Gunslinger was the successor to Dick Powell's Zane Grey Theater.

==Cast==
- Tony Young as Cord
- Preston Foster as Captain Zachary Wingate
- Charles Gray as Pico McGuire
- Dee Pollock as Billy Urchin
- Midge Ware as Amby Hollister
- John M. Pickard as Sgt. Major Murdock

==Guest stars==

- Roy Barcroft
- Henry Brandon
- Anthony Caruso
- Phyllis Coates
- Lloyd Corrigan
- Royal Dano
- Jim Davis
- Buddy Ebsen
- Jack Elam
- Gene Evans
- Jock Gaynor
- Raymond Guth
- Ron Hagerthy
- Don C. Harvey
- Myron Healey
- Anne Helm
- John Hoyt
- George Kennedy
- Sandy Kenyon
- Norman Leavitt
- Celia Lovsky
- Barbara Luna
- Jock Mahoney
- Stafford Repp
- Addison Richards
- William Schallert
- Jay Silverheels
- Quentin Sondergaard
- Fay Spain
- Harry Dean Stanton
- William Tannen
- Vaughn Taylor
- Guy Teague
- Rick Vallin

| Episode # | Episode title | Original airdate | Episode Summary |
|---|---|---|---|
| 1-1 | "The Buried People" | February 9, 1961 | Cord goes undercover to hunt down a former medical officer charged with torturing and starving prisoners of war. |
| 1-2 | "The Hostage Fort" | February 16, 1961 | On assignment for the commandant of Fort Scott, prevents the populace of a neighboring community from lynching a man (Jack Elam) by turning him over to the Army. |
| 1-3 | "Appointment in Cascabel" | February 23, 1961 | Amby is kidnapped by a Mexican bandit who asks for a ransom that equals the price on his head. |
| 1-4 | "The Zone" | March 2, 1961 | A town caught in a border dispute between the United States and Mexico because of a shift in the flow of the Rio Grande becomes a zone for the lawless. |
| 1-5 | "Rampage" | March 16, 1961 | A former Confederate Army major escapes from military confinement at Fort Scott with U.S. Army uniforms, and uses them to outfit his own men. |
| 1-6 | "The Recruit" | March 23, 1961 | A lost shipment of Confederate Army silver bars spurs Cord on a hunt which ends in murder. |
| 1-7 | "Road of the Dead" | March 30, 1961 | Cord engages in a hunt for a killer he believes to be his own father. |
| 1-8 | "Golden Circle" | April 13, 1961 | A dangerous killer is released from prison in order to lead Cord to a large sum of currency stolen from the Union Army during the Civil War. |
| 1-9 | "The Diehards" | April 20, 1961 | An army patrol and several troopers are slain under mysterious circumstances. |
| 1-10 | "Johnny Sergeant" | May 4, 1961 | A community, irate over the rowdy off-duty activities of the military, helps convict an innocent Native American soldier of attacking a woman. |
| 1-11 | "The Death of Yellow Singer" | May 11, 1961 | A Navajo girl, turned over to the army for killing a Native American leader, would rather die than reveal the reasons for her act. |
| 1-12 | "The New Savannah Story" | May 18, 1961 | A group of Southern women, survivors of the Civil War, try to establish a cotton plantation in the Arizona territory. |

==Production==
Gunslinger was the mid-season replacement for The Witness. Charles Marquis Warren was the executive producer, and Seeleg Lester was the producer. Andrew McLaglen was the director, and John Dunkel and Louis Vittes were the writers. CBS Productions produced 12 episodes of the program in black and white. The show's competition included My Three Sons and The Untouchables on ABC and The Tennessee Ernie Ford Show and Great Ghost Tales on NBC.
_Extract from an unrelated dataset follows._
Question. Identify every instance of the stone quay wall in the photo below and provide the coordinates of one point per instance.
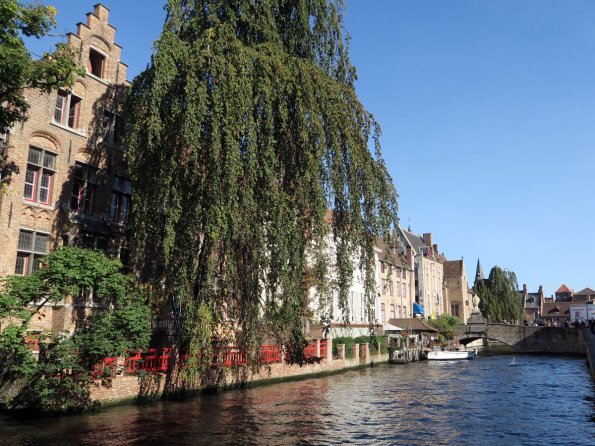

The trade publication Variety reported in March 1961, "... CBS is writing off 'Gunslinger' after half a season". It added that the show "hasn't made much of a rating impact and network officials aren't that high on the stanza as a qualitative entry anyway."

==Critical response==
A review of the premiere episode in The New York Times called Gunslinger "a crisp, slick Western fashioned in the professionally competent tradition of Hollywood." The review complimented the episode's writing, visual aspects, and acting and added, "the musical background and other production elements were skillfully employed."